With a slight splash the plane broke the surface of the water and glided across the bay, bringing up directly beside a tiny point of land that projected from the shore, forming a natural landing. And while the plane lay beside it, swaying gently, we made our plans, speaking in whispers.
Our decision was that Lieutenant Rider should stay with the plane while Whitley and I made a reconnoitering trip to the inhabited part of the island, with the object of getting in touch with the people on the isle, if any were left. We had seen no light or other indication of their presence, but felt that some of them at least must still be there, as it would be impossible for them to leave the island.
So, buckling on heavy automatics, we jumped onto the little headland and started up the shore.
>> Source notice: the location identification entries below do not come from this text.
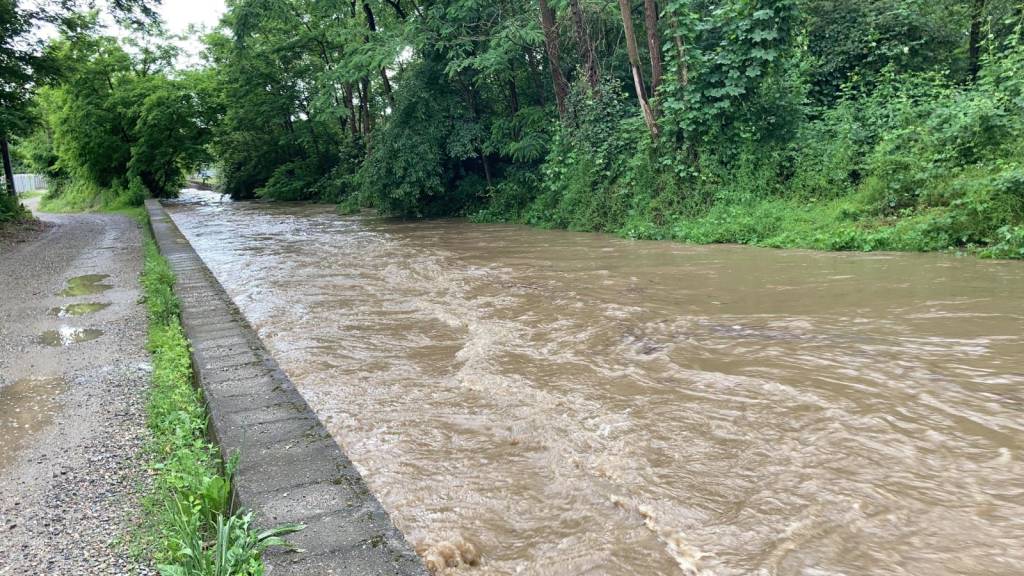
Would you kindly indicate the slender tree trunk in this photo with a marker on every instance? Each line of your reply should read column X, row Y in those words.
column 653, row 45
column 631, row 46
column 513, row 93
column 974, row 46
column 372, row 25
column 8, row 169
column 396, row 5
column 586, row 44
column 353, row 124
column 554, row 57
column 681, row 68
column 387, row 89
column 366, row 120
column 535, row 76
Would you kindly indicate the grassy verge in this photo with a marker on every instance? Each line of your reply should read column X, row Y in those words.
column 189, row 529
column 11, row 209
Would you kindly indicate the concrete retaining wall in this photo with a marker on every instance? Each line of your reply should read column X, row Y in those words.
column 291, row 468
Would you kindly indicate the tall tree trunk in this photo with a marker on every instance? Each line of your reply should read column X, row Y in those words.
column 353, row 123
column 396, row 5
column 513, row 93
column 653, row 45
column 8, row 169
column 372, row 25
column 681, row 68
column 387, row 89
column 974, row 46
column 366, row 120
column 535, row 76
column 554, row 57
column 631, row 46
column 586, row 44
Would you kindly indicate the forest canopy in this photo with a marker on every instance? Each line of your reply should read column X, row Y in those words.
column 855, row 124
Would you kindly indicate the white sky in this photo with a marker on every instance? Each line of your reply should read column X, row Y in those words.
column 178, row 14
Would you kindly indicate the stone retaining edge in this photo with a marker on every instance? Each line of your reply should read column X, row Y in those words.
column 290, row 469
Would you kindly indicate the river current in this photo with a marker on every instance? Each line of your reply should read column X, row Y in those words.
column 572, row 403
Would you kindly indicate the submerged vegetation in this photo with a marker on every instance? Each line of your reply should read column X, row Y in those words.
column 192, row 530
column 855, row 125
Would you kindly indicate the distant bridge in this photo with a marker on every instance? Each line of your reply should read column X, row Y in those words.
column 29, row 182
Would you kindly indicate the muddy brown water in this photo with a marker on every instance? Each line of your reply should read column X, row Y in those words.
column 88, row 284
column 27, row 407
column 68, row 335
column 581, row 404
column 81, row 309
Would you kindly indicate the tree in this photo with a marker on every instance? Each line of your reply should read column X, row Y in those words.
column 634, row 53
column 554, row 56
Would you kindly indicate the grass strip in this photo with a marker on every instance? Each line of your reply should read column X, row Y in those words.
column 190, row 530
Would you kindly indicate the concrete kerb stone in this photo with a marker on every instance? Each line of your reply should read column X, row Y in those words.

The whole island seemed as silent as the grave, except for the washing of the waves on the beach, and the sighing of the wind. As I followed Dr. Whitley, I glanced up and noticed that Mars was almost directly above us, its evil crimson beauty making the other stars seem pale and weak. I even fancied that I could see it getting bigger as I tramped along, and that thought made my mood a despairing one.
My companion soon left the shore and started inland, up a long, grassy slope, motioning silently for me to follow. For some minutes I moved along behind him, then shrank back suddenly, for a gigantic figure had abruptly loomed up out of the darkness before us!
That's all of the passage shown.